I remember in those dim and distant days, spending many hours writing a Java based time series, when I was working at Lehman Brothers to do the aforementioned tasks. I’m not sure whether it was the most exciting coding task I’ve ever done, but it was a necessary prerequisite for doing the fun stuff, such as creating a library for running an intraday trading strategy on G10 FX live and also for backtesting it.
These days, if you’re working with time series, you have a lot more help. If we focus on Python there are a plethora of different libraries for dealing with time series (outside of Python you’ll also find many well featured time series libraries such as for R and Julia). So what are the go to libraries for working with time series in Python? I’ve listed a few, and during my Python workshops, I teach folks how to use some of these.
- Pandas – This is by far the most well known library for manipulating and storing time series, and if your dataset is small (ie. sits in memory), it’s great, otherwise you need to batch your computation
- NumPy – NumPy isn’t specifically designed for time series, but in some cases, you might wish to do your computation on NumPy before wrapping it in a pandas DataFrame later, mainly for reasons of performance. Numba is also compatible with NumPy arrays (but it doesn’t work with Pandas), and you can use Numba to speed performance of algorithms.
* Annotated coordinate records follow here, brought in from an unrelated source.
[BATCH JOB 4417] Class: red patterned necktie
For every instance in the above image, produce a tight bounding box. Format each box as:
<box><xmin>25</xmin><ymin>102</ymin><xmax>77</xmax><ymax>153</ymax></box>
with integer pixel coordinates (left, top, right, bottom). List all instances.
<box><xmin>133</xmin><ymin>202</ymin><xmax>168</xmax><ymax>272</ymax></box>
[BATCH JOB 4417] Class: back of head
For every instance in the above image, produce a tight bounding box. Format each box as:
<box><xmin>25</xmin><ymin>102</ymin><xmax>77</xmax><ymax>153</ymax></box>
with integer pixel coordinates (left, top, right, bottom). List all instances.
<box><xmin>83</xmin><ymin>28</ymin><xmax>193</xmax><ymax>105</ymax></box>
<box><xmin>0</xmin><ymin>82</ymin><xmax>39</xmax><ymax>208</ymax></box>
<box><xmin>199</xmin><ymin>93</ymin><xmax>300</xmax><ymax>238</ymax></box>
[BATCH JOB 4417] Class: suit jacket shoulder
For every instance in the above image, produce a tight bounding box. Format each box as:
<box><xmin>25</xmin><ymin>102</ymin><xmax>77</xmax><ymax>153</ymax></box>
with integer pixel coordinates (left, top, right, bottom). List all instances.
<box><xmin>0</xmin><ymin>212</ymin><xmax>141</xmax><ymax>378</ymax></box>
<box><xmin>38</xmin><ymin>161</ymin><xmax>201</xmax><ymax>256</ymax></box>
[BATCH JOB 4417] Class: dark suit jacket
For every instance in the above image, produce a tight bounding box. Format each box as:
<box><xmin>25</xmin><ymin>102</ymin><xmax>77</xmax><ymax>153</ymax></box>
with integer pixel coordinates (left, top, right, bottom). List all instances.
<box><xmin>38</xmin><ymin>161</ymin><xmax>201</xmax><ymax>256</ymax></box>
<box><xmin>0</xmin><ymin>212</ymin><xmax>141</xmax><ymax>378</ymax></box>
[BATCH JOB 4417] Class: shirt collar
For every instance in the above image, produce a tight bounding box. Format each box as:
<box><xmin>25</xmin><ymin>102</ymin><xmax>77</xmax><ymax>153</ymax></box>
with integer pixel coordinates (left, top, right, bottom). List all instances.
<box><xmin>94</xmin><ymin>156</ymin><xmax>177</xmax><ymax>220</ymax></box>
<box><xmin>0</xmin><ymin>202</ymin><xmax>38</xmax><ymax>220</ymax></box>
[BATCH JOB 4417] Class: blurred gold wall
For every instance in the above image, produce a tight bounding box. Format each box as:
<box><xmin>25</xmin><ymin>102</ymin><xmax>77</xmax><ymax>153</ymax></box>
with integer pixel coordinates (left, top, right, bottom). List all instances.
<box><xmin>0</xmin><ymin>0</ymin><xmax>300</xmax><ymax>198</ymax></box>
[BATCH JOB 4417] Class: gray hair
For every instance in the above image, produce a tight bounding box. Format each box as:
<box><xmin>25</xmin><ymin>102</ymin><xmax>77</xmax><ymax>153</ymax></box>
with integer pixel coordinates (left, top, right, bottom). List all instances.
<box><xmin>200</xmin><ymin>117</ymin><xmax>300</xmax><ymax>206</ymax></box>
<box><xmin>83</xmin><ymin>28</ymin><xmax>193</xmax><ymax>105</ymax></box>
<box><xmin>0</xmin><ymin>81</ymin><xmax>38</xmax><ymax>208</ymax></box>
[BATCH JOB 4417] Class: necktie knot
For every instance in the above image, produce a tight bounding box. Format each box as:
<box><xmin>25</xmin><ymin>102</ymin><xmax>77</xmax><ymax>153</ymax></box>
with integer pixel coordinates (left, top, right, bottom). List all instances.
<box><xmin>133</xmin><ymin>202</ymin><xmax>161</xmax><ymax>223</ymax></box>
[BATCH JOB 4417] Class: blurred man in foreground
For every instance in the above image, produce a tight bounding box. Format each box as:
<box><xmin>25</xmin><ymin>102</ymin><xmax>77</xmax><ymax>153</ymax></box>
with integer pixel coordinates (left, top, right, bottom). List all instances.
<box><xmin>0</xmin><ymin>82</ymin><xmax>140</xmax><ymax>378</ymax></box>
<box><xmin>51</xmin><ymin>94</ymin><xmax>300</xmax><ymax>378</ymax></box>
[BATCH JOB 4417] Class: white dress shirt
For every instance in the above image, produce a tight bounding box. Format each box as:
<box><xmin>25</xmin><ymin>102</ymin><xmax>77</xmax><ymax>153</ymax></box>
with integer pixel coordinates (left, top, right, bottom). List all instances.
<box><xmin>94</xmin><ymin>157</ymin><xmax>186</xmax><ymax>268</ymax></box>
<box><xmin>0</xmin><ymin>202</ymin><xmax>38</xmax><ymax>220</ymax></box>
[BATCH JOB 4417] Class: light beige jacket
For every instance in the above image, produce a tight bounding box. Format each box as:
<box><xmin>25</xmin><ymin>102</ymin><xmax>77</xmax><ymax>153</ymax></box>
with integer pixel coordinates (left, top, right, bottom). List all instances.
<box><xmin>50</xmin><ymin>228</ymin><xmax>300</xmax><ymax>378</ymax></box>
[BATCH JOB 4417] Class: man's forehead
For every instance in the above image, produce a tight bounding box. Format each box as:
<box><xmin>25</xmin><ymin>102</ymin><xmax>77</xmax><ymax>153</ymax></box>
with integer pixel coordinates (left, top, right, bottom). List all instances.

- Dask – Dask is a flexible library for parallel computing in Python, and it has within it the Dask.DataFrame object, which let’s you do Pandas like time series operations on massive datasets, even if they don’t fit in memory. Dask does all the batch computation for you. There’s also a new service Coiled, which let’s you spin up Dask clusters easily on the cloud.
- Vaex – Like Dask, Vaex allows you to do out-of-core computations on large datasets that don’t fit in memory. It does a lot of cool stuff like memory mapping the data (like kdb+/q) and utilises your memory very efficiently. In my experience it has been super fast, and quite a bit quicker than Dask. However, the API is a bit different to both Dask and Pandas, so it can take a bit more time to get used to (see this Jupyter notebook I wrote on Vaex).
- Datatable – A high performance Python time series database from h2o
- cuDF – This is a GPU accelerated DataFrame
Alternatively, we can also seek to do number crunching for time series within a database, before exporting our aggregated results to Python (often in the form of a Pandas DataFrame). The advantage of this approach is we don’t have the added step of pulling data from the database before processing it. Instead, we process the data close to where it is stored in the database itself. This might be particularly useful for tasks such as cleaning the data and resampling it, and getting it into a more manageable size for Python. However, it is often possible to do a lot more within a database, even running machine learning models, if you’d like (and I’d strongly recommend reading Machine Learning and Big Data with kdb+/q for more information). Here are a few databases which are particularly well suited to time series data (note this isn’t an exhaustive list) below. I’d also recommend looking at this webpage from Mark Litwintschik, where he benchmarks a bunch of these databases (and more) doing queries on the well known NYC taxi rides open dataset.
- kdb+/q – Kx’s database that is used in many sell side eTrading desks that uses the q language
- Shakti – Arthur Whitney, who founded Kx, has recently started another database, which used k
- InfluxDB – an easy to use time series database
- ClickHouse – open source time series database
A lot of the above can also be run on the cloud too. However, there are also a number of cloud specific services that can be used for processing time series.
- Google BigQuery – Google’s cloud based database which can be used with massive datasets
- AWS Athena – This services allows you to do database queries on data stored in S3 buckets (eg. in Parquet files)
- AWS Timestream – AWS new database designed specifically for time series (see this Jupyter notebook I wrote on Timestream).
There are lots of solutions for dealing with time series data if you’re using Python, and the above isn’t even an exhaustive list! We can also use various databases or cloud based solutions to do heavy duty number crunching for us, and then export smaller datasets into Python to do further processing. Precisely which library or technology you use will depend on your dataset and how large it is.